29/12/2010 (MAJ le 03/03/2019) (modifier)
Par Jetjet
Note: 5/5 Coups de coeur expiré
Couverture de la série Ralph Azham
Ralph Azham

Un nouveau Trondheim ne se refuse pas… Euh mais comme tous mes avis sur ses œuvres commencent toujours par ce même et unique dicton, il va sans dire qu’il faudrait un peu étayer ce genre d’arguments. En plus Trondheim n’aide pas à la transparence puisqu’un coup d’œil sur la seule couverture suffit à nous en rappeler le bon souvenir des Donjon ! Passé cette fausse impression, on entre comme toujours chez Trondheim vers un univers dont lui seul possède la saveur avec ses codes de l’absurde et de l’ordinaire dans un univers d’Heroic Fantasy dont pas mal d’éléments sont absents. Ralph est un paria au sein de sa communauté et dont le seul tort est de ne pas être l’élu tant désiré du village qui les aidera à repousser une horde d’étrangers belliqueux. Non en lieu et place d’un super pouvoir qui pourrait rebouter les vilains, Ralph a le seul don de connaître si la personne en face de lui va avoir des enfants ou non.
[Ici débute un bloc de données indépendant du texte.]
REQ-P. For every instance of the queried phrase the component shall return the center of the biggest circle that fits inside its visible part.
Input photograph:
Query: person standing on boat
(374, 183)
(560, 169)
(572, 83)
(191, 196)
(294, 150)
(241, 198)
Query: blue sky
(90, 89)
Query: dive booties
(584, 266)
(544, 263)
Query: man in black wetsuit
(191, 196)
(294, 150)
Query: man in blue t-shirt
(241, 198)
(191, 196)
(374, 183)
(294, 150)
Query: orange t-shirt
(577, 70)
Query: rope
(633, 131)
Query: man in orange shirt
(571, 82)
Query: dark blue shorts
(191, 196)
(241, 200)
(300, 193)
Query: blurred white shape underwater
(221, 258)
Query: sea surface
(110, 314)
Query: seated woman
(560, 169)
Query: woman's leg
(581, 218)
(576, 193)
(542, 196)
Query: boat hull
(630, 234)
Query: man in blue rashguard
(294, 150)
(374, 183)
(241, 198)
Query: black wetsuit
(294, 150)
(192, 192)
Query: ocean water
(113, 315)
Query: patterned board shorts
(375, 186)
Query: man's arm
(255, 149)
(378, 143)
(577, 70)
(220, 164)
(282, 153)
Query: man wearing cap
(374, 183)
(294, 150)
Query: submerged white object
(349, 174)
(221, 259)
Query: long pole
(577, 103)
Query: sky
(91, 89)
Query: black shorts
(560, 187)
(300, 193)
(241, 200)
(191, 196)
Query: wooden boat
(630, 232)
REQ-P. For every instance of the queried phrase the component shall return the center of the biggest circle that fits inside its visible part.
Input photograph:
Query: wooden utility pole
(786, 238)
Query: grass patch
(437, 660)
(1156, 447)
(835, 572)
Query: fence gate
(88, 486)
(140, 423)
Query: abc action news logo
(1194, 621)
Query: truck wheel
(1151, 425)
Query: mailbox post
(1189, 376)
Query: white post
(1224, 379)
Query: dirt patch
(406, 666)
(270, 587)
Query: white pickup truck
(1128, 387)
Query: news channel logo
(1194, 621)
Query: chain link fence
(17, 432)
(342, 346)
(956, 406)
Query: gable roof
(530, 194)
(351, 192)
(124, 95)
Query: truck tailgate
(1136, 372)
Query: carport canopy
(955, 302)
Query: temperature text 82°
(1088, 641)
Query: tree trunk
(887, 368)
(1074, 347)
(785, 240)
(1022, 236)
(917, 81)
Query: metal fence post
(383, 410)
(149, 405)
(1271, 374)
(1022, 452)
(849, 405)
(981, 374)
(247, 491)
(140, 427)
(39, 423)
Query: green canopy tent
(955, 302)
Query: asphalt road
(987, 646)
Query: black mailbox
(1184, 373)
Une piètre qualité pour un supposé sauveur que les notables ne vont guère lui pardonner… pour notre plus grand plaisir ! Trondheim se lâche et nous sort un florilège de corniauds bien pensants… et si le premier opus a un peu de mal à décoller il pose parfaitement la base de tout ce joli monde par le truchement de flashbacks bien mis en scène aux moments clés qui nous en révèlent un peu plus… La couleur est un peu plus travaillée qu'à son habitude avec de très jolis rendus pastels par Brigitte Findakly et sans sortir des registres du label Trondheim, cela apporte un peu de diversité et de nouveauté… Par un mélange d'improvisation mais tout en conservant une grande maîtrise des évènements, Trondheim surprend et mène son récit sur l'ascension d'un loser tout en en développant un "lore" aussi conséquent que cohérent sur l'origine des Bleuis (ces personnages dotés d'un don après la conjonction des deux lunes de cet univers) ou des artefacts magiques. Ce mélange inhabituel de poésie et de fantasie condense l'humour absurde et l'évolution particulière d'un exclu cynique dans le style unique d'un auteur prolifique. Ralph Azham ne fait que monter en puissance au fil de ses cycles et synthétise peut être enfin ce qu'on apprécie le plus chez Trondheim, seul maître à bord de cet univers qui lui ressemble et nous plait tant. La recette de la maturité sans aucun doute.